AMD FirePro S Series Specification Comparison
  FirePro S9300 X2 FirePro S9170 FirePro S9150 FirePro S9000
Stream Processors 2 x 4096 2816 2816 1792
Boost Clock 850MHz 930MHz 900MHz 900MHz
Memory Clock 1Gbps HBM 5Gbps GDDR5 5Gbps GDDR5 5.5Gbps GDDR5
Memory Bus Width 2 x 4096-bit 512-bit 512-bit 384-bit
VRAM 2 x 4GB 32GB 16GB 6GB
FP32 13.9 TFLOPs 5.2 TFLOPs 5.1 TFLOPs 3.2 TFLOPs
FP64 0.8 TFLOPs
(1/16)
2.6 TFLOPs
(1/2)
2.5 TFLOPs
(1/2)
0.8 TFLOPs
(1/4)
Transistor Count 2 x 8.9B 6.2B 6.2B 4.31B
TDP 300W 275W 235W 225W
Cooling Passive Passive Passive Passive
Target Market HPC HPC HPC HPC + VDI
Manufacturing Process TSMC 28nm TSMC 28nm TSMC 28nm TSMC 28nm
Architecture GCN 1.2 GCN 1.1 GCN 1.1 GCN 1.0
GPU Fiji Hawaii Hawaii Tahiti
Launch Date Q2 2016 07/2015 08/2014 08/2012
Launch Price $5999 $3999 N/A N/A

As alluded to by the name, the S9300 X2 is a dual Fiji card, integrating a pair of AMD’s last and most powerful 28nm GPUs. In the interests of delivering a more efficient 300W card, AMD clocks S9300 X2’s GPUs at 850MHz, giving the card a theoretical 13.9 TFLOPs of FP32 compute performance. Meanwhile on the memory side AMD leaves the card’s HBM memory untouched, with each GPU getting 512GB/sec of memory bandwidth, for an aggregate 1TB/sec of bandwidth. Like its graphics counterpart, the Radeon Pro Duo, the S9300 X2 is designed to be the fastest thing available in a single card, at least for the niche where Fiji shines.

Since making its consumer debut nine months ago, I have been pondering whether AMD would attempt to deploy Fiji in a FirePro card. Fiji is arguably built for graphics first and foremost; its FP64 performance is capped at 1/16th FP32 performance, it lacks ECC memory, and its limited to just 4GB of memory per GPU. Given the expectations set by “traditional” HPC cards such as the FirePro S9170 – which offers 4-8x the memory and 3x the FP64 performance – Fiji seemingly can’t stack up. However in building the ultimate graphics GPU, AMD also built the ultimate FP32 compute GPU – one that on paper delivers far more FP32 performance than any other HPC card – and this is where the company will be running with this card.

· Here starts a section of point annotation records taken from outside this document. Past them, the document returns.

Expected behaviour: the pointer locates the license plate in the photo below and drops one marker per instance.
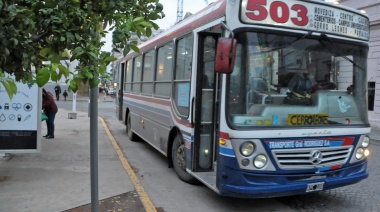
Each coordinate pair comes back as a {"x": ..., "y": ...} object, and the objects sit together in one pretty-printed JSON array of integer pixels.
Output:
[{"x": 311, "y": 187}]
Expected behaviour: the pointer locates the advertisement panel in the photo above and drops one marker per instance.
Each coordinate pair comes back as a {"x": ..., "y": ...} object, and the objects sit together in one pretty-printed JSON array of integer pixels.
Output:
[{"x": 20, "y": 120}]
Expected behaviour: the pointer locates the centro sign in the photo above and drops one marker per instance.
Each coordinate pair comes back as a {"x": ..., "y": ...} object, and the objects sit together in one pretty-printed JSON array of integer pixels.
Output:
[{"x": 305, "y": 16}]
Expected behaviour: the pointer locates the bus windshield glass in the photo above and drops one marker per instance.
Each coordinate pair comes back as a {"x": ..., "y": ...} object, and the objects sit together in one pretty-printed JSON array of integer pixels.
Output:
[{"x": 302, "y": 80}]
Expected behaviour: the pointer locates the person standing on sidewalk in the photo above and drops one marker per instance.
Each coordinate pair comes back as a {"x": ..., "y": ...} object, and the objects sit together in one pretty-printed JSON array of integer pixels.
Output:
[
  {"x": 65, "y": 94},
  {"x": 50, "y": 108},
  {"x": 57, "y": 90}
]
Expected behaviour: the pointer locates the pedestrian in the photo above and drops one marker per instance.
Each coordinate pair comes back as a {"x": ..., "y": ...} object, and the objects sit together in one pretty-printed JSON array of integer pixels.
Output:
[
  {"x": 50, "y": 109},
  {"x": 57, "y": 90},
  {"x": 65, "y": 94}
]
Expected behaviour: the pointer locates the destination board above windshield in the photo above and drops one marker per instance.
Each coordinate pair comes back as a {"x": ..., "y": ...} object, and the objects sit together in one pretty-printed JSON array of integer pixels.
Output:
[{"x": 306, "y": 16}]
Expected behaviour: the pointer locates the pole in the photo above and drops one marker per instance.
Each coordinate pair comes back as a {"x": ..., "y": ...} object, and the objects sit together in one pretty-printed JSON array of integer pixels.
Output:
[{"x": 94, "y": 148}]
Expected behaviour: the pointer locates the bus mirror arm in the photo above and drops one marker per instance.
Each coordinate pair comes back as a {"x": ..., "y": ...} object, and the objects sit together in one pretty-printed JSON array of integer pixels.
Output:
[
  {"x": 225, "y": 55},
  {"x": 192, "y": 112}
]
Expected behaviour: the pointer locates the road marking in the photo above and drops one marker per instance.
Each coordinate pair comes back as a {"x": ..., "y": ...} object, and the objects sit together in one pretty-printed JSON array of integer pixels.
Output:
[{"x": 148, "y": 205}]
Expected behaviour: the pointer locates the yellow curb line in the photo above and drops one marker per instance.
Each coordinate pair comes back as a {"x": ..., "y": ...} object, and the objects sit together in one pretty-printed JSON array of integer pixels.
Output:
[{"x": 148, "y": 205}]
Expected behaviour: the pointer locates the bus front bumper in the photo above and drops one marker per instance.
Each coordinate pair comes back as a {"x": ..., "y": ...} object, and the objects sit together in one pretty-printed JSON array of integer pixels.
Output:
[{"x": 253, "y": 185}]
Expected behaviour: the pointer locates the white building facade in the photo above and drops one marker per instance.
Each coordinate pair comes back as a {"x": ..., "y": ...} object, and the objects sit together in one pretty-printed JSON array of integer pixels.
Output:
[{"x": 372, "y": 8}]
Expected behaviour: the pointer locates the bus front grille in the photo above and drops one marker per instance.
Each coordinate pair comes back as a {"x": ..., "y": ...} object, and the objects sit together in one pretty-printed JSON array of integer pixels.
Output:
[{"x": 311, "y": 157}]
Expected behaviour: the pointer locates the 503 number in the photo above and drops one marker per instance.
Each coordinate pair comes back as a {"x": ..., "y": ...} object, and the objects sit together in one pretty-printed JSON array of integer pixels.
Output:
[{"x": 258, "y": 12}]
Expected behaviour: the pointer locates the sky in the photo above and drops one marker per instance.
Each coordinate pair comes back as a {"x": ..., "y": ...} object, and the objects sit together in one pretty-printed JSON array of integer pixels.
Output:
[{"x": 170, "y": 10}]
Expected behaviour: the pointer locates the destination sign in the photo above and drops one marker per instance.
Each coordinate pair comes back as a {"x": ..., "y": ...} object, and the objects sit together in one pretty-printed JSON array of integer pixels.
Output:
[
  {"x": 307, "y": 119},
  {"x": 306, "y": 16}
]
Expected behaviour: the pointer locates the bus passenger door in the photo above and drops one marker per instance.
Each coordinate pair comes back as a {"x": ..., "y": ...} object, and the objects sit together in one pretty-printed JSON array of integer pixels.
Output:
[
  {"x": 119, "y": 78},
  {"x": 205, "y": 105}
]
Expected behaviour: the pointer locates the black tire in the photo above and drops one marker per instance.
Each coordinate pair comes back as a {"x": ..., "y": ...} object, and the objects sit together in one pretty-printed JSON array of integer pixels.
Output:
[
  {"x": 179, "y": 161},
  {"x": 128, "y": 126}
]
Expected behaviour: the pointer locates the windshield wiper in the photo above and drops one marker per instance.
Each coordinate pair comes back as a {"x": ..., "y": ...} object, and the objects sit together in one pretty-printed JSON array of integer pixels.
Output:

The end result is that the S9300 X2 is an interesting niche product designed for a certain market segments that need strong FP32 performance above all else – and everything else held equal, don’t use massive data sets. It’s a somewhat narrow niche as a result, but one AMD believes they can do very well in given what kind of FP32 performance S9300 X2 is capable of, especially as NVIDIA doesn’t have an FP32 HPC-focused dual-GPU card of their own.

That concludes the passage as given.